Tapi seiring berjalannya waktu, kebekuan dua pasien tua ini akhirnya mencair juga. Mr. Cole seperti sadar dengan penyakit yang diidapnya tak ada lagi yang mesti diagungkan di depan teman sekamarnya. Persahabatan terjalin dari dua ranjang dalam satu kamar rumah sakit. Dan itu mencapai klimaksnya ketika pada suatu pagi Mr. Cole menemukan sesobek kertas berisi catatan keinginan yang ingin dicapai Carter sebelum maut datang. Dan klimaks itu benar-benar tumpah ketika Mr. Cole dengan hartanya yang melimpah mengajak Carter keluar rumah sakit untuk mewujudkan semua keinginannya. 
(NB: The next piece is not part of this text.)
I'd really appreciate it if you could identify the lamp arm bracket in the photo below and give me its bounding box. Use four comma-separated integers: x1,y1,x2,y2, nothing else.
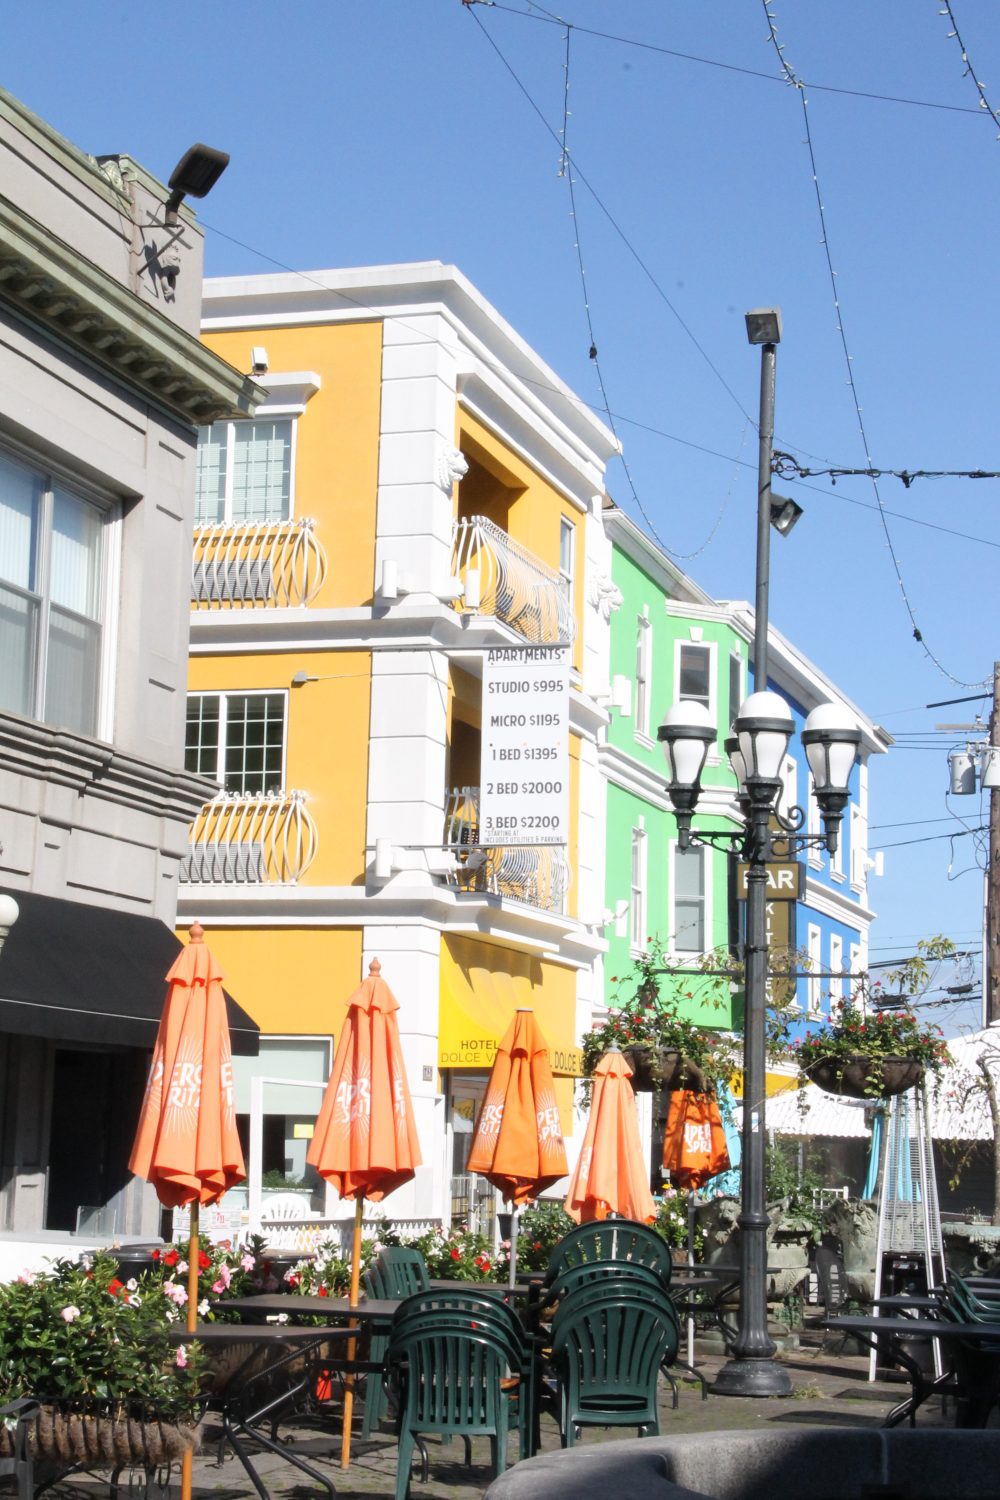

Keduanya pun pergi pelesiran. Dengan kuasa yang dimiliki Mr. Cole, akhirnya Carter sampai ke Mesir untuk melihat Piramida, berkunjung ke Taj Mahal di India, ke Tembok Raksasa di China, hingga sampai ke Tibet. Itu ditambah pula dengan pemenuhan keinginan lain seperti diving udara, dan balap mobil atau menginap di salah satu hotel termewah dunia. Jalinan persahabatannya dengan Mr. Cole, semua yang diidam-idamkan Carter sebelum maut terwujud, kecuali keinginannya menjejakkan langkah di kaki Mount Everest gagal sebab penyakitnya yang sudah mulai kambuh. 

Dari perjalanan yang mereka tempuh, dua-duanya nampak akrab dan bahagia. Tapi keakraban yang telah menghabiskan banyak uang, menguras emosi, retak kembali setelah dua-duanya mulai mencampuri urusan pribadi masing-masing. Carter merasa tersinggung dengan ulah Mr. Cole yang mencoba menyewa seorang perempuan untuknya. Sementara Mr. Cole malah marah besar ketika Carter mencoba memperbaiki hubungannya dengan putri semata wayangnya. Lantas dua sahabat tua ini berpisah untuk kembali menjalani hidup masing-masing. 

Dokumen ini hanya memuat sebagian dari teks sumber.